Photo by: Pha Lina
Construction problems could be minimised with more consultation with local people, discovered engineering graduate Oung Ponnaka while studying for a master’s degree in Australia.
Wednesday, 27 April 2011 15:00 Roth Meas
Meet the new breed of educated Cambodians dedicated to rebuilding the Kingdom and improving the lives of its people – postgraduates who have returned from their studies in Australia.
Scholarships from the Australian government have enabled about 440 Cambodians to undertake further university study in Australia over the past few years, according to Ambassador Penny Richards.
Health, rural and international development, HIV and AIDS, social services, environment, finance, management and education are the sectors which will benefit from the scholarship programme.
Recent postgraduates agreed that their new skills would help redevelop Cambodia across all sections of society, at a gathering to honour their achievements at the Australian Embassy in Phnom Penh.
Twenty-five returnees met with embassy officials at the event.
Typical of the new breed is Oung Ponnaka, 40, who is the technical chief of the Department of Rural Development in southeast Svay Rieng province.
He sees fundamental challenges ahead in development, particularly in building roads, bridges, irrigation projects and other infrastructure in the provinces.
An engineer who gained his bachelor’s degree at the Institute of Technology in Cambodia, Oung Ponnaka studied for a master’s degree in technology at Swinburne University in Australia.

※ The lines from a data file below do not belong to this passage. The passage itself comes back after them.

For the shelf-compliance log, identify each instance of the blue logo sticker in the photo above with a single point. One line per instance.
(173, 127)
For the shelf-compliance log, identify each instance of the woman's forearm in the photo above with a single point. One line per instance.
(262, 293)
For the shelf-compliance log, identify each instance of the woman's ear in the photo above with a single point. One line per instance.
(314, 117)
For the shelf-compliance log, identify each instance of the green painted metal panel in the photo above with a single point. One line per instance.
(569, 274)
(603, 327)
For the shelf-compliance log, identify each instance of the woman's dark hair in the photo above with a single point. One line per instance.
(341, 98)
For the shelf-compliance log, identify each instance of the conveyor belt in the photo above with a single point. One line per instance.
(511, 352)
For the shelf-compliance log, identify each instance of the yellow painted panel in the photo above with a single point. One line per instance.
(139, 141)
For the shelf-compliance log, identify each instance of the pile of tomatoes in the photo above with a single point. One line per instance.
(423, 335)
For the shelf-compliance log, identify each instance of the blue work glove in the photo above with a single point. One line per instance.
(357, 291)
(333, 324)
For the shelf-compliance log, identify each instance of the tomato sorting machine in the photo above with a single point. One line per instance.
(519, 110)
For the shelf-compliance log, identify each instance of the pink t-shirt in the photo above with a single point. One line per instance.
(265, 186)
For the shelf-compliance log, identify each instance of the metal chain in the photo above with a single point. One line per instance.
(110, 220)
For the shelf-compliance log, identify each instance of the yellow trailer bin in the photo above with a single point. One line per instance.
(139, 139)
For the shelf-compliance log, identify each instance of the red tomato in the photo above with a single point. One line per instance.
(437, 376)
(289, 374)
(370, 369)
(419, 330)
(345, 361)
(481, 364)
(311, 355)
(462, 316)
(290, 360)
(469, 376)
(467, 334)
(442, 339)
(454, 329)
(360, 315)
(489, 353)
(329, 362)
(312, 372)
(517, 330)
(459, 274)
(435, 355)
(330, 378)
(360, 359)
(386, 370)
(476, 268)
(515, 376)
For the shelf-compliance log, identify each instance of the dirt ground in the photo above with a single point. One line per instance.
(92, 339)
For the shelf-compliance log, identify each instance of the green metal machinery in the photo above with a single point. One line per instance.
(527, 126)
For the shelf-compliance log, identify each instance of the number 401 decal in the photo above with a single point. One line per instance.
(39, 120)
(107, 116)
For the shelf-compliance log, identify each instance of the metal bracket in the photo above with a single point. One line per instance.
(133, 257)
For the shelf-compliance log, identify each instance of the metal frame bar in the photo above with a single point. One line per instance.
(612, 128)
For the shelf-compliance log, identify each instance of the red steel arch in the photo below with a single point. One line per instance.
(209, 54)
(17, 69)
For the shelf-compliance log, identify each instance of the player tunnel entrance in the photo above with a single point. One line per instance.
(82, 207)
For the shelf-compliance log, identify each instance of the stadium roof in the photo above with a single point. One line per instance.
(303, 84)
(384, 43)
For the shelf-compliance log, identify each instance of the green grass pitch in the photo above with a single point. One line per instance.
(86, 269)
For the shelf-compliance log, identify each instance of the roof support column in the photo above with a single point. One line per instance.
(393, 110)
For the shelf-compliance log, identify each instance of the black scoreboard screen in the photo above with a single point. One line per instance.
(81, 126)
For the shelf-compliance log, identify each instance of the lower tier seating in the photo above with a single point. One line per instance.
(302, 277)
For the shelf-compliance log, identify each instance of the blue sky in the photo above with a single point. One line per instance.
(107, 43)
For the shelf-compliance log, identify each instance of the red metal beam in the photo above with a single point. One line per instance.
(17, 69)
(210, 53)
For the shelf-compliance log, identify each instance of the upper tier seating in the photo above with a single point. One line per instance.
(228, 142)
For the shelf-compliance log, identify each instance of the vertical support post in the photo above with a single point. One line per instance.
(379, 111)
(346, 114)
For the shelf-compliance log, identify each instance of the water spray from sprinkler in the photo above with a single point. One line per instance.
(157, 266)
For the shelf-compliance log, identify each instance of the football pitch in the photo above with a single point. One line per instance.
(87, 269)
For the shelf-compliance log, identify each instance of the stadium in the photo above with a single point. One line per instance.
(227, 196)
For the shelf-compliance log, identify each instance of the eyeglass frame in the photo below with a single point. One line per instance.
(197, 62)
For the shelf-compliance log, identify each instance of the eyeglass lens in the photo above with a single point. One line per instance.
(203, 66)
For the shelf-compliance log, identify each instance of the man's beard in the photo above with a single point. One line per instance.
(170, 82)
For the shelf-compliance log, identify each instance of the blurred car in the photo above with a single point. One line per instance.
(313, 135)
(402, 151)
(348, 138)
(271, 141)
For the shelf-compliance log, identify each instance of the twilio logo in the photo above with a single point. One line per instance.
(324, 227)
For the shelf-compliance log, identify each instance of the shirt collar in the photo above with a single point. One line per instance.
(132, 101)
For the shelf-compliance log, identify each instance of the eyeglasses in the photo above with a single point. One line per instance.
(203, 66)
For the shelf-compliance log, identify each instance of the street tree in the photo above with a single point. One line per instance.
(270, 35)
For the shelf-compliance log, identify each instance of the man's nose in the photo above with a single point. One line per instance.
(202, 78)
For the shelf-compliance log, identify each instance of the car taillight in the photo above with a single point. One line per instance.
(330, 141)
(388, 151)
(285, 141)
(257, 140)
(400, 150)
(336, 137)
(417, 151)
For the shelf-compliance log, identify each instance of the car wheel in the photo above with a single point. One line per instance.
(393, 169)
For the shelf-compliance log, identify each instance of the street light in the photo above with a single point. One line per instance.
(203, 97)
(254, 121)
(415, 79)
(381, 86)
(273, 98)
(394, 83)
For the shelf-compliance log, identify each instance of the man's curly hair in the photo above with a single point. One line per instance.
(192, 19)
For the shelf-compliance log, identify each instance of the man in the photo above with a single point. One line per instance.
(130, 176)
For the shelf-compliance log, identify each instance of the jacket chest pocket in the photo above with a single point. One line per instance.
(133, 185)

Construction projects here often run into opposition from local people, he finds, because many engineers design projects without consulting the intended users, he says.

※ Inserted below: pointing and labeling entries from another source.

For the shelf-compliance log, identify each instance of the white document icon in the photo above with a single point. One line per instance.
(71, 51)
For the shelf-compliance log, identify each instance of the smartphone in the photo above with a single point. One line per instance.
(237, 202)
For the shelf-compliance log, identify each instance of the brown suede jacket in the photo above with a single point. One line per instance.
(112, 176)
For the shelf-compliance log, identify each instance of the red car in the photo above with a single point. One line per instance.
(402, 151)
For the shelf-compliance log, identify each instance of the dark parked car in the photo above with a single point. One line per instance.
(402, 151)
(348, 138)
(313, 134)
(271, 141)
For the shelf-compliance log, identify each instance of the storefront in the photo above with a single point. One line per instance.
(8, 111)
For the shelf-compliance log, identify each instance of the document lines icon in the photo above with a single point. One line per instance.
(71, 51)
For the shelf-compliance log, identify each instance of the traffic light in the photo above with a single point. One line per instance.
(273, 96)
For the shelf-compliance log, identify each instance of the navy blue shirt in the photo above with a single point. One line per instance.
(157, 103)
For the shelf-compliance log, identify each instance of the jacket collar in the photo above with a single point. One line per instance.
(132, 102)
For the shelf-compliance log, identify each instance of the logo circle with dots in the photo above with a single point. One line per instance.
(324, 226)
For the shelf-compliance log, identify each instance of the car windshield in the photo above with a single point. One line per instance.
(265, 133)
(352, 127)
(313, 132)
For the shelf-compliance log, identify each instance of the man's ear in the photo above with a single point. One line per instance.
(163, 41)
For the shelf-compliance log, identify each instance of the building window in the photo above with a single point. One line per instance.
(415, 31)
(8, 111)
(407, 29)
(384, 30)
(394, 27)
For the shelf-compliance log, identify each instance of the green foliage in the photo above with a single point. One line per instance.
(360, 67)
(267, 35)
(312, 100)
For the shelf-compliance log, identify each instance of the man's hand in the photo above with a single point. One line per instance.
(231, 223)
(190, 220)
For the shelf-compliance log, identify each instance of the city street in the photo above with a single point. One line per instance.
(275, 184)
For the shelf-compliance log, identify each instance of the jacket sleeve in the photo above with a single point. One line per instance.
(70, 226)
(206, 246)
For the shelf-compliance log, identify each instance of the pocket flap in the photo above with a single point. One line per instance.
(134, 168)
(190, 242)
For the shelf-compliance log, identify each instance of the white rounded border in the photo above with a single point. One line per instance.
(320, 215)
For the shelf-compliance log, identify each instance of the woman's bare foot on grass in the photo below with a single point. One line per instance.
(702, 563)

“Because the people are the [intended] users of our construction projects, we have to design them to fit their needs. Many Cambodian engineers think of themselves as technicians, so they feel they should decide priorities. But we should listen to the people too,” says Oung Ponnaka.
Photo by: Roth Meas
Postgraduate So Thea, second from left, was among previous graduates from Australia to meet Ambassador Penny Richards in Phnom Penh.

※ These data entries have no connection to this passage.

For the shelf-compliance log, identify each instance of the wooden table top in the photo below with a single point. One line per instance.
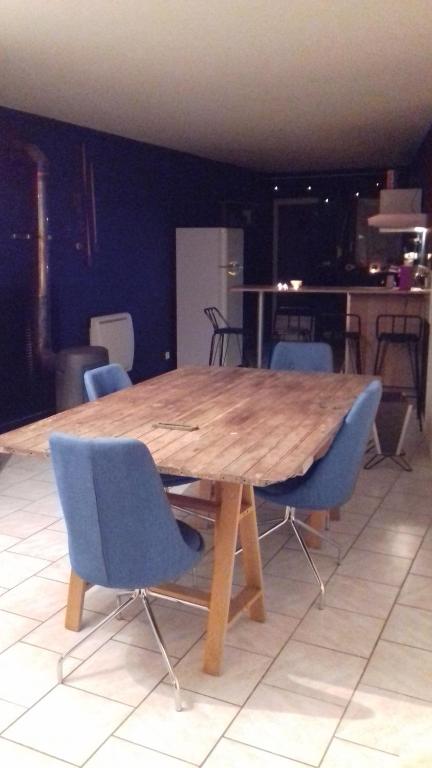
(252, 426)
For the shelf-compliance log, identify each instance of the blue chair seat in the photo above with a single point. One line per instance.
(121, 530)
(107, 379)
(330, 480)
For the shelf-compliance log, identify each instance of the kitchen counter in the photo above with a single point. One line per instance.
(355, 289)
(367, 302)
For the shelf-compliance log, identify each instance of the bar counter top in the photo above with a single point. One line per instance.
(354, 289)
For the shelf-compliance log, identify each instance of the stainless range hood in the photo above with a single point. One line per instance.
(400, 211)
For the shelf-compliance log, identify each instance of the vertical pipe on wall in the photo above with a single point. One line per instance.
(41, 320)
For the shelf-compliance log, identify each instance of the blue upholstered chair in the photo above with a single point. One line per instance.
(105, 380)
(330, 481)
(308, 356)
(122, 533)
(112, 378)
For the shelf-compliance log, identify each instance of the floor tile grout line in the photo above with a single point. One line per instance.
(360, 680)
(39, 752)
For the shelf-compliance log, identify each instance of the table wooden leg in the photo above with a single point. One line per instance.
(205, 489)
(316, 520)
(75, 603)
(251, 554)
(225, 538)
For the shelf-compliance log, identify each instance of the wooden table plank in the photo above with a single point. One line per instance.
(254, 426)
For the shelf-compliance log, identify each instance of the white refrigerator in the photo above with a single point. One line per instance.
(209, 260)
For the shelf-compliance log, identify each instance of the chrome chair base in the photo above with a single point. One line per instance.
(296, 524)
(137, 594)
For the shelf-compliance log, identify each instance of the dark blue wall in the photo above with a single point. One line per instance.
(142, 194)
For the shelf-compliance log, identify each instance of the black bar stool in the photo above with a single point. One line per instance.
(336, 328)
(293, 324)
(401, 329)
(222, 333)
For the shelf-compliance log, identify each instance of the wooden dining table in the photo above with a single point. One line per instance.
(237, 427)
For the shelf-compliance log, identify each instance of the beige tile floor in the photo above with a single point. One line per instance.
(346, 687)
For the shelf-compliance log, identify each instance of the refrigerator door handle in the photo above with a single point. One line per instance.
(233, 268)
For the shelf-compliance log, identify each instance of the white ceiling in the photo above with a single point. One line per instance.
(277, 85)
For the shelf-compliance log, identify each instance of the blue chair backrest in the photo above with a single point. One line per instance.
(310, 356)
(121, 530)
(331, 480)
(105, 380)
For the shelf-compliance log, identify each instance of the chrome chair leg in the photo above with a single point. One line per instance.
(310, 561)
(119, 601)
(277, 524)
(132, 596)
(159, 640)
(320, 535)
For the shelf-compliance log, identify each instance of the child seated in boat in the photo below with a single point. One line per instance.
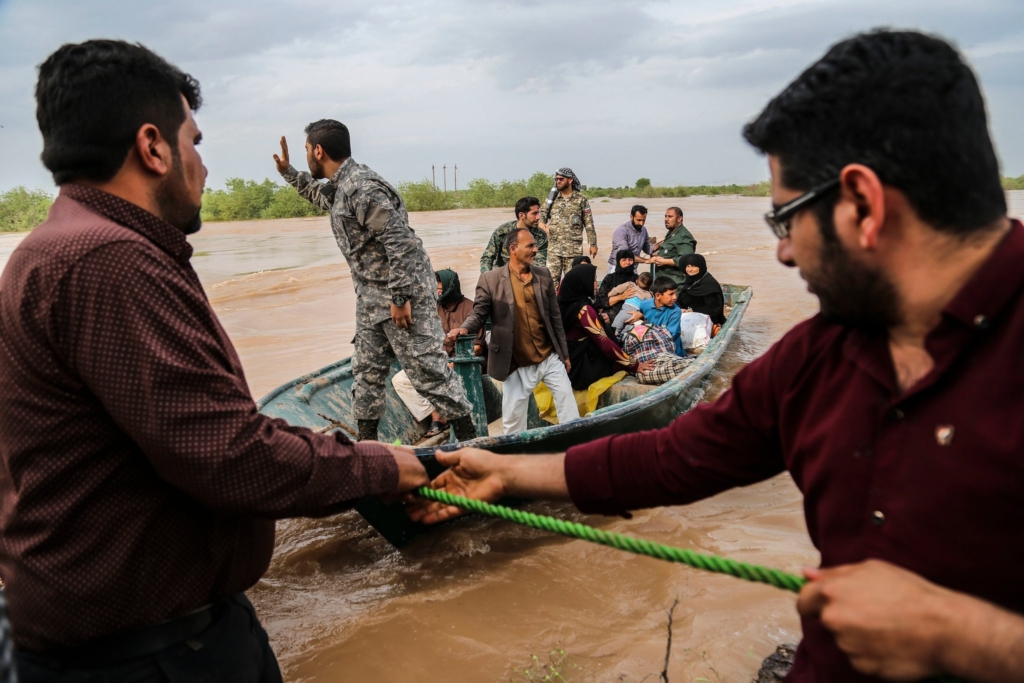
(662, 309)
(635, 293)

Part of the problem, he feels, is that the Cambodian education system is not based on group discussions, so graduates are not used to consulting other people on their projects.
“But in Australia, students learn to work in groups and discuss the consequences of construction, so engineers have the chance to integrate their ideas together,” he explains. Allowing local people to have their say on projects that affect them could cut protests and allow effective solutions, he feels.
Cambodia’s forestry industry and its treasure trove of hardwoods inspired So Thea, 42, to complete his PhD in biological science at Murdoch University.
His four years of study focused on forestry and the problems of illegal logging in Cambodia, while he searched for ways of making timber plantations sustainable.
His mission is to conserve Cambodia’s forests for the next generation, especially by studying ways to replant valuable native hardwoods such as kronhoung, beng, socrom and kokoh.
“These valuable timbers are vulnerable to illegal logging, [and] take up to 50 years to grow to maturity,” he says. As vice chief of the Forest Research Institute in the Ministry of Agriculture, Forestry and Fisheries, his task is to increase replanting schemes in order to conserve the timber.
A tree with a trunk thicker than one metre could be at least 250 years old, he explains. “To lose a tree like that is a big [loss]. It’s [encouraging] that the Cambodian government is interested in forestry.”
As part of his research, So Thea visited Western Australia and Thailand to study forestry techniques.
Ambassador Penny Richards says the scholarships were provided to give Cambodians the skills and knowledge to contribute to the long-term development of Cambodia.
She told the postgraduates: “Now that you have returned to Cambodia, we look forward to seeing the contribution you will make in your various ministries. Australia is committed to promoting higher education as a means of improving the economic and social development of Cambodia.”
Most students returned to their successful careers in government, private sector and non-profit organisations, she said.
This year, Australia will award up to 50 scholarships to Cambodian students undertaking master’s degrees.
Further information about scholarships is available at www.australiaawards.gov.au.